Whenever my parents come to visit from Hong Kong, I can guarantee that at least half of their suitcases will be filled with little treats and gifts for us. They’re great parents that way. When they arrived last weekend I knew that among the clothes, candies, and baked goods (yes, my mother has been known to bring boxes of custard tarts and coconut buns from my favorite HK bakeries; now if only there were a way to get dim sum across the Pacific while it’s hot) there would be several beautifully decorated boxes of mooncakes to celebrate the Mid-Autumn Festival.
At its most elegant and poetic, the Mid-Autumn Festival celebrates the time of year when the moon is at its fullest and brightest – the harvest moon, or the autumnal equinox. Traditionally, families will gather together to admire the beauty of the full moon, eating mooncakes under the night sky, with children running about carrying colorful paper lanterns like errant fireflies.

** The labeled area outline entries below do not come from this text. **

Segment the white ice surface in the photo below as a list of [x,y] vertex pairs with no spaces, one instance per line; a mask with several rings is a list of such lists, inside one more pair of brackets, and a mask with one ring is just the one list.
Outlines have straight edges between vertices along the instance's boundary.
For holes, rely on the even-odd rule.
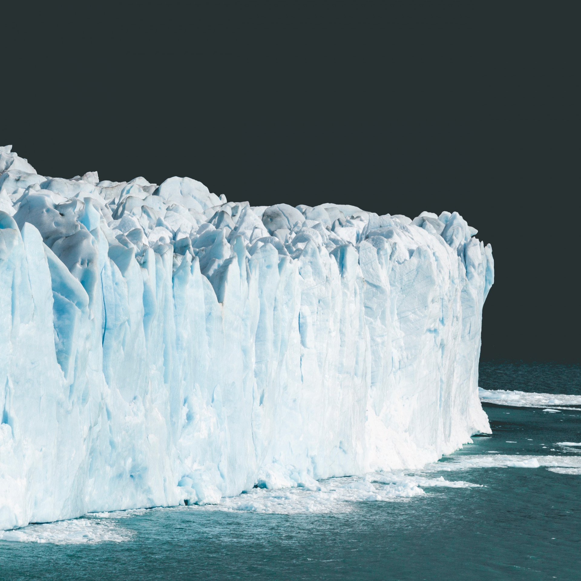
[[581,474],[581,467],[575,468],[547,468],[550,472],[554,472],[557,474],[572,474],[578,476]]
[[535,393],[529,392],[505,391],[503,389],[490,390],[478,388],[481,401],[487,403],[514,406],[515,407],[541,407],[553,409],[568,409],[559,406],[581,406],[581,396],[564,394]]
[[93,544],[106,541],[122,543],[133,537],[132,531],[119,526],[114,521],[77,518],[21,529],[0,530],[0,540],[20,543],[52,543],[55,544]]
[[9,146],[0,172],[0,529],[413,469],[490,432],[492,249],[457,213],[252,208]]

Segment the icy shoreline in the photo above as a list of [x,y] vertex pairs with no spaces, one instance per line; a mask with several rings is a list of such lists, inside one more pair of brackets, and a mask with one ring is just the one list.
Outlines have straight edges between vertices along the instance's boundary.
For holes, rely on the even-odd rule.
[[251,207],[0,148],[0,529],[419,468],[490,428],[457,213]]

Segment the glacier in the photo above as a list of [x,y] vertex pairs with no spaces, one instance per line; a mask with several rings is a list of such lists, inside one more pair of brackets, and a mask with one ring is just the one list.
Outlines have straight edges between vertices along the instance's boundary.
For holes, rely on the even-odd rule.
[[476,234],[0,148],[0,529],[317,489],[490,433]]

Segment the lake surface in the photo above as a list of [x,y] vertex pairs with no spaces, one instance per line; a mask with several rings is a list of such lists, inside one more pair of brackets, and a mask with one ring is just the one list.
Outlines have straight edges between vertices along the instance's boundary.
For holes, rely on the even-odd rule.
[[[578,365],[527,365],[480,385],[581,394]],[[581,410],[485,410],[492,436],[421,473],[4,533],[0,579],[581,579]]]

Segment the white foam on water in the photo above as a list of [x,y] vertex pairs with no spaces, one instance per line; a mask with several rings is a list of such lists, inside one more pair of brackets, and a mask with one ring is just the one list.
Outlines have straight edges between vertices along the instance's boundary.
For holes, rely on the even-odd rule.
[[581,468],[579,456],[540,456],[523,454],[499,454],[494,456],[484,454],[460,456],[451,461],[429,464],[426,471],[465,470],[469,468],[537,468],[541,466]]
[[[254,488],[246,494],[223,498],[218,504],[194,506],[193,510],[252,512],[274,514],[341,513],[358,502],[390,501],[425,494],[425,487],[468,488],[479,485],[428,478],[400,472],[375,472],[364,478],[332,478],[319,483],[317,490],[303,487],[271,490]],[[189,507],[188,507],[189,508]]]
[[[536,393],[533,392],[509,391],[504,389],[483,389],[478,388],[480,401],[496,403],[515,407],[545,408],[543,411],[557,411],[558,410],[579,410],[580,408],[558,407],[558,406],[581,406],[581,396],[565,394]],[[550,407],[549,407],[550,406]]]
[[557,474],[575,474],[581,475],[581,468],[547,468],[550,472],[556,472]]
[[88,544],[123,543],[133,537],[133,532],[119,526],[113,521],[76,518],[21,529],[0,530],[0,540],[20,543],[52,543],[55,544]]

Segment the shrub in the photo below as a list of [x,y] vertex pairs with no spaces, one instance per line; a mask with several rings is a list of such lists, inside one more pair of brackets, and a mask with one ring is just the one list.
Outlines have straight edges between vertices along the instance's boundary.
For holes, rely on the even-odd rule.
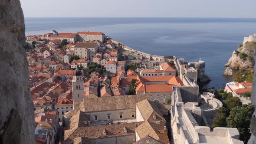
[[222,89],[219,89],[217,91],[218,91],[218,92],[219,92],[219,93],[223,93],[224,92],[224,91],[223,90],[222,90]]
[[246,60],[246,58],[247,57],[247,55],[243,53],[243,52],[241,52],[239,54],[239,57],[240,58],[240,59],[243,59],[243,60]]

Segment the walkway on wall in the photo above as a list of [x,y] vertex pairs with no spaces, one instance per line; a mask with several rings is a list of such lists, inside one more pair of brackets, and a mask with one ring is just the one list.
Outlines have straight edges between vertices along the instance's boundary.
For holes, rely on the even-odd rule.
[[183,132],[184,132],[184,134],[186,137],[186,138],[187,139],[188,142],[190,144],[193,144],[193,141],[192,138],[192,137],[188,131],[188,129],[187,127],[187,125],[185,123],[185,121],[184,119],[183,119],[183,117],[182,116],[182,109],[181,107],[177,106],[177,109],[178,110],[178,113],[179,114],[179,121],[180,121],[180,126],[181,127],[181,128],[182,128],[183,130]]

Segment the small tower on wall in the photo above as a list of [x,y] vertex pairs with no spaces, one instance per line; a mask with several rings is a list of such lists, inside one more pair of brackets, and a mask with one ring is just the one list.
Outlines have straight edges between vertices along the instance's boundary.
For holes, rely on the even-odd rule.
[[75,109],[75,101],[82,101],[84,99],[84,81],[81,70],[76,69],[73,73],[72,90],[73,91],[73,110]]

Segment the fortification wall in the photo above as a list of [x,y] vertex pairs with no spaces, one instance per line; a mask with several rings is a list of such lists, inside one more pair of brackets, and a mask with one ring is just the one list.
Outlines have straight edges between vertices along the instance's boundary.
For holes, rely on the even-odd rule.
[[165,62],[165,58],[163,56],[151,55],[151,60],[164,62]]
[[142,55],[143,57],[144,58],[150,59],[150,58],[151,57],[151,54],[147,53],[146,52],[141,52],[138,50],[137,50],[136,49],[133,49],[128,46],[125,46],[123,43],[120,42],[119,42],[118,40],[116,40],[115,39],[112,39],[111,38],[110,38],[110,39],[111,39],[111,40],[112,42],[113,42],[116,44],[118,44],[118,43],[121,44],[122,46],[122,46],[123,49],[125,50],[131,51],[133,53],[136,53],[141,54],[141,55]]

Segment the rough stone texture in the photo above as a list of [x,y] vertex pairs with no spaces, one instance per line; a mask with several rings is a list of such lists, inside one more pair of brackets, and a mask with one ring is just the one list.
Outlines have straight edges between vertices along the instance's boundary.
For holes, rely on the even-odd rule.
[[[254,67],[254,72],[256,72],[256,67]],[[253,91],[252,91],[252,96],[251,97],[252,103],[254,105],[256,105],[256,97],[255,97],[255,95],[256,95],[256,79],[255,79],[255,77],[256,77],[256,72],[254,72]],[[255,112],[254,112],[251,120],[250,130],[252,135],[248,141],[248,144],[256,144],[256,118],[255,116]]]
[[229,67],[227,67],[225,71],[224,72],[224,74],[223,74],[225,75],[228,75],[228,76],[232,76],[233,75],[233,73],[232,72],[232,69],[230,68]]
[[25,44],[20,1],[0,0],[0,144],[35,142]]
[[[253,69],[254,62],[253,59],[256,55],[256,43],[247,42],[241,47],[239,47],[232,53],[231,57],[225,66],[232,69]],[[243,52],[247,55],[246,60],[240,59],[239,54]]]

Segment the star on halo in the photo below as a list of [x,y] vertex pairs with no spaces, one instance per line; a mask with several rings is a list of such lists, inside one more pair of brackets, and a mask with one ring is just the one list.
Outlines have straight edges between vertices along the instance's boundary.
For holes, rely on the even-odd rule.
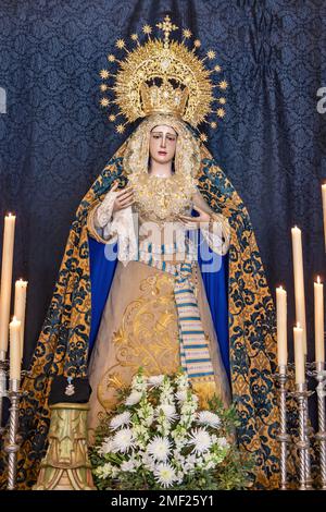
[[101,107],[108,107],[108,105],[110,103],[109,99],[108,98],[102,98],[101,101]]
[[125,47],[125,41],[123,39],[117,39],[117,41],[115,42],[115,46],[116,48],[121,50],[122,48]]
[[228,87],[228,83],[226,82],[226,80],[222,80],[218,84],[218,87],[221,89],[226,89]]
[[150,25],[143,25],[142,27],[143,34],[151,34],[152,33],[152,27]]
[[117,131],[117,133],[124,133],[125,126],[124,126],[123,124],[118,124],[118,125],[116,126],[116,131]]
[[109,73],[108,70],[101,70],[100,71],[100,76],[101,76],[101,78],[105,80],[105,78],[109,78],[110,73]]

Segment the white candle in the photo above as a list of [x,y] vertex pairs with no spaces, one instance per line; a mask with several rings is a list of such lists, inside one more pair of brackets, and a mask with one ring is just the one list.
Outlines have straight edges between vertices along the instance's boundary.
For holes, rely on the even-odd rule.
[[287,344],[287,292],[279,287],[276,289],[276,316],[277,316],[277,354],[279,373],[285,374],[288,363]]
[[294,363],[296,363],[296,383],[305,382],[305,368],[304,368],[304,346],[303,346],[303,329],[293,327],[294,338]]
[[323,214],[324,214],[324,239],[325,239],[325,251],[326,251],[326,183],[322,185],[323,196]]
[[23,354],[24,354],[26,291],[27,291],[27,281],[23,281],[23,279],[20,279],[18,281],[15,282],[14,316],[21,322],[21,358],[23,358]]
[[21,380],[21,322],[13,317],[10,322],[10,379]]
[[324,346],[324,284],[318,276],[314,283],[315,304],[315,359],[316,363],[325,362]]
[[15,220],[16,220],[15,216],[11,214],[4,217],[1,291],[0,291],[0,357],[1,359],[4,359],[5,352],[8,351]]
[[296,296],[296,318],[303,330],[303,350],[306,354],[306,327],[305,327],[305,301],[304,301],[304,278],[303,278],[303,255],[301,230],[292,228],[292,252],[293,252],[293,273],[294,273],[294,296]]

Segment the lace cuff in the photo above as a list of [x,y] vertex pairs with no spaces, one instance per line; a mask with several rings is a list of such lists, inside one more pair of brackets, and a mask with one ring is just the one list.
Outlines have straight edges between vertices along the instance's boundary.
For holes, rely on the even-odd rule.
[[110,230],[110,223],[113,218],[114,199],[115,194],[113,192],[109,192],[101,203],[98,202],[95,205],[87,218],[89,234],[98,242],[104,244],[113,242],[113,239],[115,237],[112,235]]
[[227,219],[221,214],[211,214],[206,225],[201,227],[201,232],[210,248],[224,256],[229,248],[230,228]]

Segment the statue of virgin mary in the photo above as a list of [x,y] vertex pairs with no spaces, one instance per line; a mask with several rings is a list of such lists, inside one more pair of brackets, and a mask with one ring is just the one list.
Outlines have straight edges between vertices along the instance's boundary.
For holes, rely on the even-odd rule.
[[77,209],[24,381],[18,483],[37,479],[58,376],[72,394],[74,382],[89,379],[91,434],[141,366],[147,375],[181,367],[202,406],[213,394],[233,402],[236,442],[255,461],[254,487],[275,488],[275,310],[247,209],[196,132],[212,110],[211,73],[171,39],[177,27],[168,16],[158,25],[164,40],[146,27],[148,41],[131,36],[137,47],[113,87],[128,122],[141,122]]

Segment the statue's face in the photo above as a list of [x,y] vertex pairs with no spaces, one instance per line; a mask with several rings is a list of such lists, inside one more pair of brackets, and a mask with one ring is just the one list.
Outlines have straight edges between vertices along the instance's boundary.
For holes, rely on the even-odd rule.
[[175,156],[177,133],[172,126],[160,124],[150,133],[150,156],[159,163],[167,163]]

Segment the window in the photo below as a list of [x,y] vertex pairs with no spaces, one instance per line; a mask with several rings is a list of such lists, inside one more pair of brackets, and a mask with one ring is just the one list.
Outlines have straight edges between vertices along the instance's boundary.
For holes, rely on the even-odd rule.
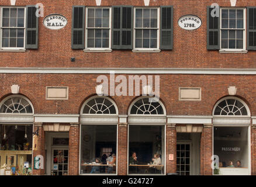
[[116,125],[82,125],[81,138],[80,174],[116,173]]
[[159,9],[135,8],[136,49],[159,49]]
[[110,48],[111,9],[87,8],[87,49]]
[[19,114],[33,113],[33,112],[30,103],[22,98],[11,98],[0,106],[0,113]]
[[2,45],[5,49],[24,49],[25,8],[2,8]]
[[247,109],[242,102],[233,98],[220,101],[214,110],[215,115],[247,116]]
[[219,157],[220,169],[248,167],[248,129],[247,127],[214,127],[214,154]]
[[164,126],[129,125],[129,174],[164,173]]
[[221,9],[221,49],[245,49],[245,9]]
[[131,115],[163,115],[162,105],[154,99],[149,98],[138,100],[133,105],[130,110]]
[[107,98],[94,98],[85,103],[83,114],[116,114],[114,103]]

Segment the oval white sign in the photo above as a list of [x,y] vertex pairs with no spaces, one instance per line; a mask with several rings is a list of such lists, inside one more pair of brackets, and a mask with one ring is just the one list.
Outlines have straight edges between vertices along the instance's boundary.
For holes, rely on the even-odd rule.
[[67,19],[60,14],[50,14],[44,18],[43,24],[46,28],[53,30],[60,29],[67,23]]
[[200,27],[202,20],[196,16],[185,15],[179,18],[178,23],[183,29],[191,30]]

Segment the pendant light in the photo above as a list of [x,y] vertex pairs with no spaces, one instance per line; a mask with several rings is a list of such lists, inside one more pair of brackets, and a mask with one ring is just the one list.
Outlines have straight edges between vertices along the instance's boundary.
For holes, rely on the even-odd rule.
[[5,132],[5,134],[4,134],[4,140],[5,140],[6,138],[6,134],[5,134],[5,126],[4,126],[4,131]]
[[27,126],[26,125],[25,127],[25,139],[26,139],[27,138]]

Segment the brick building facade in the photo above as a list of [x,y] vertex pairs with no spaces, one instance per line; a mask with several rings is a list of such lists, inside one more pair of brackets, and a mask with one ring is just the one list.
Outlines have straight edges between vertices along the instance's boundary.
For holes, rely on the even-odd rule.
[[[39,18],[34,1],[11,1],[0,0],[1,165],[28,161],[32,175],[256,174],[256,1],[47,0]],[[67,25],[44,26],[51,14]],[[185,15],[202,25],[181,28]],[[110,96],[96,94],[101,75]],[[153,91],[159,76],[159,101],[142,95],[143,81],[128,95],[135,75],[153,77]],[[120,78],[127,94],[111,95]]]

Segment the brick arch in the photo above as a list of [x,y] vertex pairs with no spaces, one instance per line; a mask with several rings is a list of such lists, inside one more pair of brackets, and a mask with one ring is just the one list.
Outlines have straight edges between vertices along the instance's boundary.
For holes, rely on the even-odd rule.
[[[239,93],[239,94],[242,94],[242,93]],[[252,116],[252,107],[255,107],[255,104],[253,102],[253,100],[251,97],[249,97],[248,95],[247,95],[246,94],[240,94],[240,95],[227,95],[226,93],[225,93],[225,94],[223,94],[223,95],[222,95],[220,97],[219,97],[219,99],[217,99],[215,102],[212,105],[212,115],[213,113],[213,109],[214,108],[215,106],[215,105],[217,104],[217,103],[222,99],[226,98],[226,97],[228,97],[228,96],[233,96],[233,97],[236,97],[237,98],[240,99],[241,100],[243,100],[243,101],[244,101],[246,105],[247,105],[248,108],[249,108],[250,110],[250,116]],[[248,99],[245,99],[245,98],[248,98]],[[252,103],[251,105],[250,103]]]
[[[139,96],[137,96],[134,97],[129,102],[129,105],[127,105],[127,107],[126,108],[126,113],[128,115],[129,114],[129,110],[130,108],[130,106],[131,106],[132,103],[137,99],[143,96],[143,95],[142,95],[142,94],[140,94]],[[162,105],[164,105],[164,109],[165,110],[165,115],[168,115],[168,112],[167,112],[167,108],[166,107],[166,105],[165,103],[163,101],[163,100],[162,99],[162,98],[159,98],[159,101],[161,101],[161,102],[162,103]]]
[[38,103],[37,100],[32,94],[30,94],[29,92],[22,88],[20,88],[19,93],[17,94],[12,94],[8,89],[0,92],[0,102],[7,96],[12,95],[20,95],[27,98],[33,105],[33,108],[34,108],[34,114],[37,113],[37,109],[39,108],[39,103]]
[[[84,94],[83,96],[85,96],[85,97],[84,97],[82,99],[80,99],[79,100],[79,103],[80,103],[79,108],[78,108],[78,113],[80,114],[81,112],[81,110],[82,109],[82,106],[84,105],[84,102],[87,100],[89,99],[90,98],[94,96],[96,96],[98,95],[96,94],[91,94],[90,95],[86,95],[85,94]],[[99,96],[100,97],[100,96]],[[109,98],[109,99],[110,99],[111,100],[112,100],[114,103],[116,104],[116,107],[117,108],[117,110],[118,110],[118,113],[117,115],[119,115],[120,113],[120,107],[119,106],[119,105],[117,105],[117,102],[116,101],[116,100],[115,99],[113,99],[112,97],[109,96],[106,96],[108,98]]]

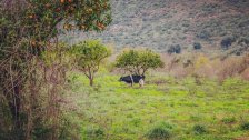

There is another, bloodier aspect to the Mid-Autumn Festival and mooncakes which traces back to the 14th century when China was under the rule of the Mongols. Planning a rebellion against the Mongol emperor, Chinese rebels came up with the idea of hiding a secret message inside mooncakes, which the Mongols did not eat. These mooncakes told rebels to rise up on the night of the Mid-Autumn Festival. The uprising was successful, and henceforth the Mid-Autumn Festival was celebrated with mooncakes everywhere in China.
Given the mooncake’s firm entrenchment in Chinese culture, it would be impossible to get through a Mid-Autumn Festival without giving or receiving dozens of these little puck-shaped pastries. Just like red envelopes are passed out to children and subordinates at Chinese New Year, so friends and family engage in a little hot-potato pass-around of mooncakes. If you are also detecting a resemblance to that dreaded Christmas fruitcake, you are not wrong. The traditional Chinese mooncake is an acquired taste for many; for me, suffice to say that it does not fall to the level of fruitcake but neither is it among my most favorite desserts. I blame my mother for this failure of my tastebuds; I was told that as a child her father offered her five dollars (quite a significant amount at the time) to eat a mooncake, and she refused.
The traditional mooncake is quite dense for its size, with a soft, chewy, golden crust made of flour, sugar syrup, and lard enveloping a rich filling of lotus bean paste and a whole salted duck egg yolk to symbolize the full moon. The mooncake is formed in a wooden mold imprinted with the bakery’s insignia on top; since each bakery will have a different design for its mooncakes, those from the most reputable bakeries are highly coveted – orders for mooncakes are placed months in advance!
Because of its richness, the mooncake is typically meant to be cut into quarters and shared; if you can’t get enough of that egg yolk, many bakeries have a "super" mooncake with four egg yolks, one in each quarter. These are considered to be some of most luxurious and expensive of all mooncakes.
So the traditional mooncake is not quite to your liking? Bakeries must have realized there was a market for an improved, less calorie- and cholesterol-filled moon cake, and today the variety of mooncakes boggles the eye and wallet – some of them can hardly be called mooncakes save some tenuous similarity in form.
Substituting the expensive lotus bean paste with cheaper and sweeter fillings was a natural; you can find mooncakes with sweeter red bean pastes, fruit fillings, even ice cream. One of the most charming versions I’ve seen this year is Pappagallo’s Gelato Mooncakes, embossed with a design based on Saint-Exupery’s Le Petit Prince. Not that I recall the little prince eating mooncakes on his asteroid…
A most popular variant of the mooncake is the unbaked, or snow-skin version, using a rice-flour, mochi-style wrapper around the filling. While these mooncake require refrigeration and are much less long-lasting than their baked cousins, their much more delicate texture and adaptability to a wide range of fillings have made them a great favorite among modernists. I will admit I love the rainbow of pastel colors they come in, as well the staggering heights of creativity to which the fillings have reached in recent years – everything from truffles to green tea custard to durian to birds’ nest.
And final proof that mooncakes are adapting to the modern age: Häagen-Dazs and Starbucks have their own versions of mooncakes for Mid-Autumn Festival. The Häagen-Dazs sounds clever if not particularly moon-cakeish: The egg yolk has been replaced with a ball of mango sorbet, the filling with ice cream, and the crust with a chocolate shell, but the Starbucks coffee mooncake is one I think I’ll pass on.
I’m pleased to see that this ancient delicacy that could have been easily mothballed has instead benefited from the innovation of pastry chefs, evolving to suit ever-changing times and tastes.But however much I think I would enjoy a mooncake-shaped ice cream, I still smile when my mom uncovers those traditional glossy brown mooncakes that she brought all the way from Hong Kong. To me, they represent the real meaning of Mid-Autumn Festival and the exchanging of those little pastries: to celebrate family and being together, under the warm light of a glowing moon.
The Mid-Autumn Festival is always on the 15th day of the 8th lunar month. This year it falls on October 6th.